# Can you help - rat questions?



## kate946 (Sep 19, 2012)

Hi, 

I've got a couple of questions and can't find the answers anywhere!

I was wondering, how much 'fresh' food should you give to rats that are 9 weeks old? I know what I'm supposed to be feeding them but don't know the quantity! I know younger rats need more protein but I can't find anywhere a portion size per rat as to how much, same for veggies, fruit etc. 

Also, on rat behaviour, I've been following all the advice and I'm bonding really well with my two rats (both male), I've had them a week and they are happy to run all over me and climb up my shoulder etc but sometimes when I approach the cage in the evening my rats 'ping' about, they sort of run and leap and I'm not sure if this is good or a sign they are stressed?

One of them sneezes too but only when I'm near the cage or he's out playing, when he's in the cage and the door is shut etc he hardly ever sneezes. Do rats sneeze when they are excited? It's just the more active he is running around and playing the more he seems to have little sneezing fits. There's no discharge, his breathing is clear, his eyes bright, and he's eating. 
They are bedded on carefresh. 

Hope someone can help!

Thanks


----------



## tomby1 (Sep 18, 2012)

There's no need to go to exact portion sizes - a few small pieces of fruit or veg each day should be sufficient. Make sure you know what fruit and veg is fine and what should be avoided.

'Pinging' is no issue. In fact, that's a good sign as it means they're either excited to see you or just generally over-excited as they are only young .. or both! Remember that rats need to be taken out at least once a day to stay simulated - so even if you're not comfortable handling them yet, don't forget there are lots of ways to take them out and keep them enclosed - be creative! If they do something silly and get scared, they're normally smart enough not to do it again 

Rats 'sneeze' a lot when investigating new smells and scents - which would make sense in terms of why the rat sneezes outside the cage or when you're near, and not inside etc. If it becomes persistent then it may be worth taking him/her to the vet for a quick check up.

So, nothing to worry about


----------



## kate946 (Sep 19, 2012)

Thanks for your response!

The handling is coming along great. I've been reading up for months before I got them. Yoghurt on a spoon won them over very fast :001_tongue:

Just last night one of my boys learnt to climb on my hand (I had to cover my hand with my fleece though) I then placed him gently on the bed, and he then learnt to climb up my jumper onto my shoulder and then walk my arm like a plank back into the cage. He tested it over 20 times! The little monkey! 

I understand that organges are best steered clear of. So far over the week they've enjoyed cucumber, banana, yellow pepper, apple, raisins, baby food - pasta chicken and squash (they loved that!), and low fat turkey ham for their protein. 

I've been filling a small hamster bowl - if that's about the right portion size??

I sense that after about 30 minutes they start to have enough of their play time, possibly because they are tired. I have one of those igloo's which they use as their nest and I bring that out with me for play time so they have a familiar bolt hole to run to when they get freaked out. It's usually about 30 minutes when they go in the igloo and stop coming out, but one night they were out for 45 minutes before they stopped exploring. 

Just before I go to bed they have another shorter play, and sometimes in the morning before I go to work. I've got this lovely soft carry pouch that I made which they love, so I carry them around in that. They've started to just step straight in. They are still very wary of my bare hands though and run when I stroke them. Although I can very gently stroke them when they are eating the yoghurt from the spoon.

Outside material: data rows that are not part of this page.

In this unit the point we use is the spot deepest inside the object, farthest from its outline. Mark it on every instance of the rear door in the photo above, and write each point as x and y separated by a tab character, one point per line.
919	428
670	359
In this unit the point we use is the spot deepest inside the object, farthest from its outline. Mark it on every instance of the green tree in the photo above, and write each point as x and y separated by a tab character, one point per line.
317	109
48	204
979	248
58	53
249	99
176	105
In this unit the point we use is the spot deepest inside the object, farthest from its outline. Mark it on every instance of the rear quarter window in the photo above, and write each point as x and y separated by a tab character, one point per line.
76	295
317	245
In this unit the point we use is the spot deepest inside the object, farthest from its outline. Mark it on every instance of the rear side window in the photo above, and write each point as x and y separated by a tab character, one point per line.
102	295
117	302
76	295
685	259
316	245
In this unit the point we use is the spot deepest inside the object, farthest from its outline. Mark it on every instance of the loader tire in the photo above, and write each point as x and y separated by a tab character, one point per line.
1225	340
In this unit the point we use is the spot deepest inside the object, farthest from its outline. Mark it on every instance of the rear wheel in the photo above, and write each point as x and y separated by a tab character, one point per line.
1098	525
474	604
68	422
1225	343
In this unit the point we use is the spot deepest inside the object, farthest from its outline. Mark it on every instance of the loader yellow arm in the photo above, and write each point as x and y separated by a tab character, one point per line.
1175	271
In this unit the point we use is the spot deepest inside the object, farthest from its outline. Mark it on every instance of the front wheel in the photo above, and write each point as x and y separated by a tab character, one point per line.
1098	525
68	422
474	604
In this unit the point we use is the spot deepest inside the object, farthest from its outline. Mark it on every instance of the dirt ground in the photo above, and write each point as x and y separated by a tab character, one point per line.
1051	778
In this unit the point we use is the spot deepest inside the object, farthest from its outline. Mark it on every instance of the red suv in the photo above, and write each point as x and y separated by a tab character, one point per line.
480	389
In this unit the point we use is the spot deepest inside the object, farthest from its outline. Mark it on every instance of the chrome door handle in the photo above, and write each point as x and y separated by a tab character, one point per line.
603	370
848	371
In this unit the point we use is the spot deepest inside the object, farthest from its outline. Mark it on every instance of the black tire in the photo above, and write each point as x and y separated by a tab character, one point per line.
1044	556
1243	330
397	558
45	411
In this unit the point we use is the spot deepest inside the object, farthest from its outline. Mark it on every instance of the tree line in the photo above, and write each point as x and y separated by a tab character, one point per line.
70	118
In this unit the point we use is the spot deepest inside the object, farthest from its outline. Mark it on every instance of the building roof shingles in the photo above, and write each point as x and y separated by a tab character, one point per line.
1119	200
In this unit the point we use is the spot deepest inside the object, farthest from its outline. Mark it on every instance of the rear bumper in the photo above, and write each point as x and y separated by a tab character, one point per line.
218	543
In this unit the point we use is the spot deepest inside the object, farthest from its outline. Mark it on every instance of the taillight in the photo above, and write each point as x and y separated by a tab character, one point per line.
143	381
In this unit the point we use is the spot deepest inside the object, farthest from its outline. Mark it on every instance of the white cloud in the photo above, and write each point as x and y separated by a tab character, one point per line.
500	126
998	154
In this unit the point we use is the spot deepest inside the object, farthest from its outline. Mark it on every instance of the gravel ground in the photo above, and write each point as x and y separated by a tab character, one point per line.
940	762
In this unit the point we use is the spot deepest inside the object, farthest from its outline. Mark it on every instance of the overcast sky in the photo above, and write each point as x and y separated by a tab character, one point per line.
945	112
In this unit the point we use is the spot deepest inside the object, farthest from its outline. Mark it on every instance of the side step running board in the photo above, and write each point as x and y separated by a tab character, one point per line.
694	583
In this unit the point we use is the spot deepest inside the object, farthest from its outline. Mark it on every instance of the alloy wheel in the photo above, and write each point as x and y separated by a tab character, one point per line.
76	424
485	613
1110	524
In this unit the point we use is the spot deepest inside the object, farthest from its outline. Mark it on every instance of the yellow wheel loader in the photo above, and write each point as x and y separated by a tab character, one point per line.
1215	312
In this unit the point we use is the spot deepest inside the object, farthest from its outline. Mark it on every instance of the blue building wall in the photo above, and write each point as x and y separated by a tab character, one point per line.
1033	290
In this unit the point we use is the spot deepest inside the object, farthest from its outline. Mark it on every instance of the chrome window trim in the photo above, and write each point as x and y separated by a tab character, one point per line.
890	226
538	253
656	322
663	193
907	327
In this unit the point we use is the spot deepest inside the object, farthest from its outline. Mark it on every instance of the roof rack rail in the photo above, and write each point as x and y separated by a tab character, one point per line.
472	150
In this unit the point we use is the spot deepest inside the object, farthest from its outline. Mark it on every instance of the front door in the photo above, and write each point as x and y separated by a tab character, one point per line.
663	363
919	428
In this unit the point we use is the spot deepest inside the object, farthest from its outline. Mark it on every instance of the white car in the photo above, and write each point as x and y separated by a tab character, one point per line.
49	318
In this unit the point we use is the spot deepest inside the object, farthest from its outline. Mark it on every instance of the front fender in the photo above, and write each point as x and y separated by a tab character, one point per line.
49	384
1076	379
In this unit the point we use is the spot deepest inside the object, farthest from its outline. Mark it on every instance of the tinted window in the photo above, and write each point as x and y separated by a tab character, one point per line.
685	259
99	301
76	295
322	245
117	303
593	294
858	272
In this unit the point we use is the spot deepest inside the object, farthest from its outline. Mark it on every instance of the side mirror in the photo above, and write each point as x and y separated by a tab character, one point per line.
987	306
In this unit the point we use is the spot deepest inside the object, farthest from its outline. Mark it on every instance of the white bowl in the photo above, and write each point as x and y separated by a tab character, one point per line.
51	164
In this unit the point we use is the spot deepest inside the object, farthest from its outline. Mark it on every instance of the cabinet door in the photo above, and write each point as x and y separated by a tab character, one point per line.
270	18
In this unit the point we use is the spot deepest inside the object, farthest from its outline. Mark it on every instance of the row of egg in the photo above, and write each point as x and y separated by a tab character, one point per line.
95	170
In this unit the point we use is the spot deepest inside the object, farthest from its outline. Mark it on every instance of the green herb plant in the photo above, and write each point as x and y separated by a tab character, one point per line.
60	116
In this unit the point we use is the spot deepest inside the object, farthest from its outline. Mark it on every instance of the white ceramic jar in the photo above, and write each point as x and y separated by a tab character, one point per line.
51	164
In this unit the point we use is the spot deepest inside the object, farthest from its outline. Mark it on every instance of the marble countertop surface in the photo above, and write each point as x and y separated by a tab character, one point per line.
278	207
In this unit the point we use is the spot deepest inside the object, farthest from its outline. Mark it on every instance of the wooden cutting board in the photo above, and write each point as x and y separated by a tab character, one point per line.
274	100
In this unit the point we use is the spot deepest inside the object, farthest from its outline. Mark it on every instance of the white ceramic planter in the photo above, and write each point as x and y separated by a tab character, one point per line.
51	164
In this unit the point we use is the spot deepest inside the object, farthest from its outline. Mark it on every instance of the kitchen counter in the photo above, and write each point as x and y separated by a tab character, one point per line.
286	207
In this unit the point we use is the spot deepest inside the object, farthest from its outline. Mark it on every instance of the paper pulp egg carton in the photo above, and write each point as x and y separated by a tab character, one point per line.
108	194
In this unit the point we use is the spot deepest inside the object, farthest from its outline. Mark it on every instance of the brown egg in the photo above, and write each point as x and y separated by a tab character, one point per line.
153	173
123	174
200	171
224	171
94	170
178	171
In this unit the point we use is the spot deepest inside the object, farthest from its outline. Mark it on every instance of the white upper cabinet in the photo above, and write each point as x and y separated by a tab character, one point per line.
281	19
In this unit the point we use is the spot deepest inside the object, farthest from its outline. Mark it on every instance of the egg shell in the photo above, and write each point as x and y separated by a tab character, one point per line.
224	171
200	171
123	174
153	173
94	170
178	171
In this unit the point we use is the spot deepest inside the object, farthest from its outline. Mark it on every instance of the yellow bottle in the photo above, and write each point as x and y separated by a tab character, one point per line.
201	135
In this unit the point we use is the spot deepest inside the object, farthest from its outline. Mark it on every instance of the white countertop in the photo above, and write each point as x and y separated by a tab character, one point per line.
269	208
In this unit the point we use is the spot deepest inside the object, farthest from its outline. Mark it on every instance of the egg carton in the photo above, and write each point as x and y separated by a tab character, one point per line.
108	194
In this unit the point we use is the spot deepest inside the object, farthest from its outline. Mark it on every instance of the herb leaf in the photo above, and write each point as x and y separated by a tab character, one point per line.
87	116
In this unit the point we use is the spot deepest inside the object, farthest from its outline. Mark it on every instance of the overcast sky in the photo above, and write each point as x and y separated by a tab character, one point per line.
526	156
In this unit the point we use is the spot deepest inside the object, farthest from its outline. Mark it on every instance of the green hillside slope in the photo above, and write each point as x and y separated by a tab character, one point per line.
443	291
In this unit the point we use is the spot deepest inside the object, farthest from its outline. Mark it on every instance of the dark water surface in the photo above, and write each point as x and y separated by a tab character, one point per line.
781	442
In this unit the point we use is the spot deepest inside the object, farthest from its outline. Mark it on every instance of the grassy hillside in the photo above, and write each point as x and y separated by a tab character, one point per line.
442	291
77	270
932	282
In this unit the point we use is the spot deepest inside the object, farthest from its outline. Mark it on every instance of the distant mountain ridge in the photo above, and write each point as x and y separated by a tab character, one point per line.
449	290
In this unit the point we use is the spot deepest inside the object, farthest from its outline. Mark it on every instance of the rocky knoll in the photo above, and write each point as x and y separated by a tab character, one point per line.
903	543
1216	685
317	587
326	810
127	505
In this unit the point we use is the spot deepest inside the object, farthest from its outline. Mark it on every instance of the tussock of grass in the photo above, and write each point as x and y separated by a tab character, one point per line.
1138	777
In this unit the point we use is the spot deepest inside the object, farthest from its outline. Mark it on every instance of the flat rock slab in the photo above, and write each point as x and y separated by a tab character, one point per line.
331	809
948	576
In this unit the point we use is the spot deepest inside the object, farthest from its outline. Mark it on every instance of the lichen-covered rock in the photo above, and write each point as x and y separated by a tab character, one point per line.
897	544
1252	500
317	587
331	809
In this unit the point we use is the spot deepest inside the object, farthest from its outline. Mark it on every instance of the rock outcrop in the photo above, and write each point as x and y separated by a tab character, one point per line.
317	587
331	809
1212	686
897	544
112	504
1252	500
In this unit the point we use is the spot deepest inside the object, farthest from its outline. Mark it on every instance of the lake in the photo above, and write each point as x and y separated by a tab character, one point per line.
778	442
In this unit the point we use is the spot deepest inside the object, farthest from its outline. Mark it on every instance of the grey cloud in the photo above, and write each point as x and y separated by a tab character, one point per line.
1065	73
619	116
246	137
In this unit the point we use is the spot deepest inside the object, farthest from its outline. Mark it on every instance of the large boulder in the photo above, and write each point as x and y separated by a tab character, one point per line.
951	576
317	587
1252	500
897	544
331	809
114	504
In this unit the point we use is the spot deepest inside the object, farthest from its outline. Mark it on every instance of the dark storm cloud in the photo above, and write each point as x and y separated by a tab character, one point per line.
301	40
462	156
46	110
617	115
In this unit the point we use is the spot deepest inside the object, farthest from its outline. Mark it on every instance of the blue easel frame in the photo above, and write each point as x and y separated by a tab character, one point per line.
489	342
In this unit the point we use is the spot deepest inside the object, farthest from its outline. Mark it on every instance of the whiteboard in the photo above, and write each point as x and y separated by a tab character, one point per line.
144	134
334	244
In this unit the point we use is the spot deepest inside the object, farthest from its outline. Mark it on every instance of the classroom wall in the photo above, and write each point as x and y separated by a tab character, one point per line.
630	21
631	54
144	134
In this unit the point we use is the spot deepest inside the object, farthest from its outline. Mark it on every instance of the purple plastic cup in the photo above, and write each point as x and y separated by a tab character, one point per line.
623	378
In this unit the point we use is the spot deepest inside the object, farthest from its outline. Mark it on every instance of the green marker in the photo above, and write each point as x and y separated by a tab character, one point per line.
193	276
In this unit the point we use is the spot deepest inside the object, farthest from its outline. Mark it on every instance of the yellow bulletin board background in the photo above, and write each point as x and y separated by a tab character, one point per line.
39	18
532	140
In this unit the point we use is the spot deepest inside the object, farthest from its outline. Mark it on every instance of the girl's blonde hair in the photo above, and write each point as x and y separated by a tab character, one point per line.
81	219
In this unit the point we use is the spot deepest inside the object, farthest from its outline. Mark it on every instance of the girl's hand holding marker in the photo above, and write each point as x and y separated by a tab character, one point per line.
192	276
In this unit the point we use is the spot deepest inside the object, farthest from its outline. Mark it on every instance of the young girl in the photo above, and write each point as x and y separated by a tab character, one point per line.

I think all in all though they've made fab progress. They were semi-socialised so I'm pretty proud of myself. 

That's good news about the pinging! 

Sometimes when they seem to wink at me! Does that mean anything? lol, or is it just a quirk?


----------



## tomby1 (Sep 18, 2012)

Sounds like you're approaching things really well and with your ratties in mind.

Their extra protein sounds fine. I would personally say a small hamster bowl is a little much. I find its best to give them most of their 'treats' when they are out of the cage as it means your ratties will also think of you as their source of food - so literally you can get to the point where you can have a nap and they will just sleep alongside you on the sofa  (very cute)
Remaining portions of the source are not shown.